Henbane for predators
and succulents when the rain was scarce.
There was no glorified past
to point the way
true and natural
for the sexes to meet.
He kept looking to the heavens
as if the answer were anywhere
but here. I was so bored
with our goodness
I couldn’t suck the juice
from one more pear.
It’s here, I kept telling him,
here, rooted in the soil
like every other tree
you know. And I wove us
a bed of its uppermost branches.
Alison Deming, “Eve Revisited” from Science and Other Poems. Copyright © 1994 by Alison Deming. Reprinted by permission of Louisiana State University Press.
Source: Science and Other Poems (Louisiana State University Press, 1994)

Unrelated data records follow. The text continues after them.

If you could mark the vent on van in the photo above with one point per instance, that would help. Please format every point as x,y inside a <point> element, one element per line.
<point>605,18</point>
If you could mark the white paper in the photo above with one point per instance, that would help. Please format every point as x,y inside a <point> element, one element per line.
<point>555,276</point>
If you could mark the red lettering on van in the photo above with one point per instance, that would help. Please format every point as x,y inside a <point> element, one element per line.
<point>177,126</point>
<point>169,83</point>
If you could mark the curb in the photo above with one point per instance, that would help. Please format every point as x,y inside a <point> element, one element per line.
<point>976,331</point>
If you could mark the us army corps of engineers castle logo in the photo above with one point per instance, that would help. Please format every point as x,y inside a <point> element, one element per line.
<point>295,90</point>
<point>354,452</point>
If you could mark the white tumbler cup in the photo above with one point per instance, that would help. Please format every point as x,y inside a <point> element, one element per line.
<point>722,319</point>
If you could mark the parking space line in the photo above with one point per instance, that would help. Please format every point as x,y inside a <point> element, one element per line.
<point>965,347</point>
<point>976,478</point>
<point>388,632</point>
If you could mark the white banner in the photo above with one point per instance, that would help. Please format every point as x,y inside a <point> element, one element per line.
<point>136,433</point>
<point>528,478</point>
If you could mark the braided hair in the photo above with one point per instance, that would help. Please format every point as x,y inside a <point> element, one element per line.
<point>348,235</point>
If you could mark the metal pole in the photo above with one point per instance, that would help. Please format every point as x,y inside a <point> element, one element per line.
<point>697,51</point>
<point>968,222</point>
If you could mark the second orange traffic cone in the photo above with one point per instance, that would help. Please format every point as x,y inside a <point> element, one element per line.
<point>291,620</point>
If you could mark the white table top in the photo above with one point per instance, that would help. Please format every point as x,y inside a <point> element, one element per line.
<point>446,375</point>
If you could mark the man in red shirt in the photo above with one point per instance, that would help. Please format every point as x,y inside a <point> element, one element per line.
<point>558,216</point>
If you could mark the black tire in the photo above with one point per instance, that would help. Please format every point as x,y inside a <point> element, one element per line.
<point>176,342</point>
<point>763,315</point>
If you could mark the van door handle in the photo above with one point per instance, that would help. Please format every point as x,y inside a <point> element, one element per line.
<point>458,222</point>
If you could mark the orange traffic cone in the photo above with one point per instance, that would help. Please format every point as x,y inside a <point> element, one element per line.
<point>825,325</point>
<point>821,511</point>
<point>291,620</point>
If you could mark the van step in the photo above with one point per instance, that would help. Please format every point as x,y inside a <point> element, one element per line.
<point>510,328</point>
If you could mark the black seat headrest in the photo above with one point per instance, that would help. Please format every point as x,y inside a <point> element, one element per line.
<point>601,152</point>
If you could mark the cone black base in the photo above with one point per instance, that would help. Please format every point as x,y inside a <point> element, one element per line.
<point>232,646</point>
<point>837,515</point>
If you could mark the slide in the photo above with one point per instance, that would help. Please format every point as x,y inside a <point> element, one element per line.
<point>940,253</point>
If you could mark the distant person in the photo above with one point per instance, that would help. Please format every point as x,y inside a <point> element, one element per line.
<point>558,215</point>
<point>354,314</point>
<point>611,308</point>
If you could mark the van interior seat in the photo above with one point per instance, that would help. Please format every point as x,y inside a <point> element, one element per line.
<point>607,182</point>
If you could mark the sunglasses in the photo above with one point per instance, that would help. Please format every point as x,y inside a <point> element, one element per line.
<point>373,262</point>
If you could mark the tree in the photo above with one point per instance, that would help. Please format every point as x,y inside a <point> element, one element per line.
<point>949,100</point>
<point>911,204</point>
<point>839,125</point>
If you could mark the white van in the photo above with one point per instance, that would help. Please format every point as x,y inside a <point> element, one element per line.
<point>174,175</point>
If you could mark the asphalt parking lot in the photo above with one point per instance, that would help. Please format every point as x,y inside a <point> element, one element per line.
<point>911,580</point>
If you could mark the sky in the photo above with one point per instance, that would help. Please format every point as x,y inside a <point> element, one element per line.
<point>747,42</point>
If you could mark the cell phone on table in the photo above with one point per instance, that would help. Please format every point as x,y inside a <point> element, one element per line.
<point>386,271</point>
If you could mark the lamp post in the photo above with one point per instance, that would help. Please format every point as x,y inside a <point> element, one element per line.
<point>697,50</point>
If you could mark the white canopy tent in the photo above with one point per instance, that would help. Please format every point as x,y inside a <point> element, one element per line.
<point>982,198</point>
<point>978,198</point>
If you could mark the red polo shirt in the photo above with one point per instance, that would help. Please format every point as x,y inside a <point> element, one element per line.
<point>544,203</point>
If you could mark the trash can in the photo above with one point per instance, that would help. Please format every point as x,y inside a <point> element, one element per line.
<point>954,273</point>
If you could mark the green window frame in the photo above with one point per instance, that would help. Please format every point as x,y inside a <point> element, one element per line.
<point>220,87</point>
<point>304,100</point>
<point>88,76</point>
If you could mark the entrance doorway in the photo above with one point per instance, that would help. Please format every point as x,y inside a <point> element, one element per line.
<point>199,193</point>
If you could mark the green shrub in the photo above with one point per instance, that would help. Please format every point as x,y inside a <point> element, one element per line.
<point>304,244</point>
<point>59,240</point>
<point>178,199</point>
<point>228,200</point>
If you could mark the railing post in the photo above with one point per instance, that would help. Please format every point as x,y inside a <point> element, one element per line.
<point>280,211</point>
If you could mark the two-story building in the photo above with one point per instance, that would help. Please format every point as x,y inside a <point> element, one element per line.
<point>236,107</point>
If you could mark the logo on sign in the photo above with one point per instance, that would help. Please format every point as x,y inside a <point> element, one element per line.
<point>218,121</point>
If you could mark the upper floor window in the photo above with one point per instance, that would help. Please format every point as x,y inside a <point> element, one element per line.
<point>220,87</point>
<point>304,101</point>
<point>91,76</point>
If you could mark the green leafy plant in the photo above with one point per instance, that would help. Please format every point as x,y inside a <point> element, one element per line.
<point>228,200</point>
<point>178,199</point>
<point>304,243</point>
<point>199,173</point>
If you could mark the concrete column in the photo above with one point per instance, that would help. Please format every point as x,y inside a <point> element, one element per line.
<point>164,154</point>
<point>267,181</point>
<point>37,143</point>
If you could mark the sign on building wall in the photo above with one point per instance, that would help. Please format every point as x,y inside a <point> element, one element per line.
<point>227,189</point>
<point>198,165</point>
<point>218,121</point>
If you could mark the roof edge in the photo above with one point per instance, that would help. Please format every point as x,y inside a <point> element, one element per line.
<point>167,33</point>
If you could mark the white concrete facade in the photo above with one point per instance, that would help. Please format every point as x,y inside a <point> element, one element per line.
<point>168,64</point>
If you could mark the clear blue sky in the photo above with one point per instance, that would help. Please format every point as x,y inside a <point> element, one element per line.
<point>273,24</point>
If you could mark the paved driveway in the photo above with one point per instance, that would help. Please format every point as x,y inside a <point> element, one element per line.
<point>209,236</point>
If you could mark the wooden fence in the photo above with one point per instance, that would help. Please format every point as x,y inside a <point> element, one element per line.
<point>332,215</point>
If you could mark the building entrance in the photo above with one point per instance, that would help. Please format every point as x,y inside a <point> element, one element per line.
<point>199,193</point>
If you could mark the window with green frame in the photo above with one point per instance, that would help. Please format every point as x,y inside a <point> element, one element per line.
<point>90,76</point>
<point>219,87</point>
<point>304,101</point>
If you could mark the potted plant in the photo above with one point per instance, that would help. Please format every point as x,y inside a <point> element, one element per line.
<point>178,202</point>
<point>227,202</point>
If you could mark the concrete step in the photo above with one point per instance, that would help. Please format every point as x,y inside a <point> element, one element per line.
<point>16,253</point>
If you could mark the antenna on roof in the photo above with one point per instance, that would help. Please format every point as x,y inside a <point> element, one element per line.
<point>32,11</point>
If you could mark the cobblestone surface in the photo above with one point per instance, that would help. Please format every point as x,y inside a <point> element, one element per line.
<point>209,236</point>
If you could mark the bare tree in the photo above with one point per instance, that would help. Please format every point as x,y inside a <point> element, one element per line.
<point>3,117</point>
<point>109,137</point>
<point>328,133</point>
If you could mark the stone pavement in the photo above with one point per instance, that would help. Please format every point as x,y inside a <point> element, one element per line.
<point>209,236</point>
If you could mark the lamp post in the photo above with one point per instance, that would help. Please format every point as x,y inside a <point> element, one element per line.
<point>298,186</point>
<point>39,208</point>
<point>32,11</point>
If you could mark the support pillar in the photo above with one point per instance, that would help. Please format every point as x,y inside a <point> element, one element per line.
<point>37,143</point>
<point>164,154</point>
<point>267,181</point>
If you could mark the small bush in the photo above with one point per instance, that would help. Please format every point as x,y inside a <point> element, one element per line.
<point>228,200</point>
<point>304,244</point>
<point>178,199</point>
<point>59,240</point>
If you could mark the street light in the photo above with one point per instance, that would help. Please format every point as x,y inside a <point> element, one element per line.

Poet and writer Alison Hawthorne Deming was born in Hartford, Connecticut. She earned an MFA from Vermont College and worked on public and women’s health issues for many years. A descendant of the American novelist Nathaniel Hawthorne, Deming is native to New England, but has studied and taught in many other regions as an instructor and guest lecturer. She is a professor of creative writing at the University of Arizona and lives in Tucson.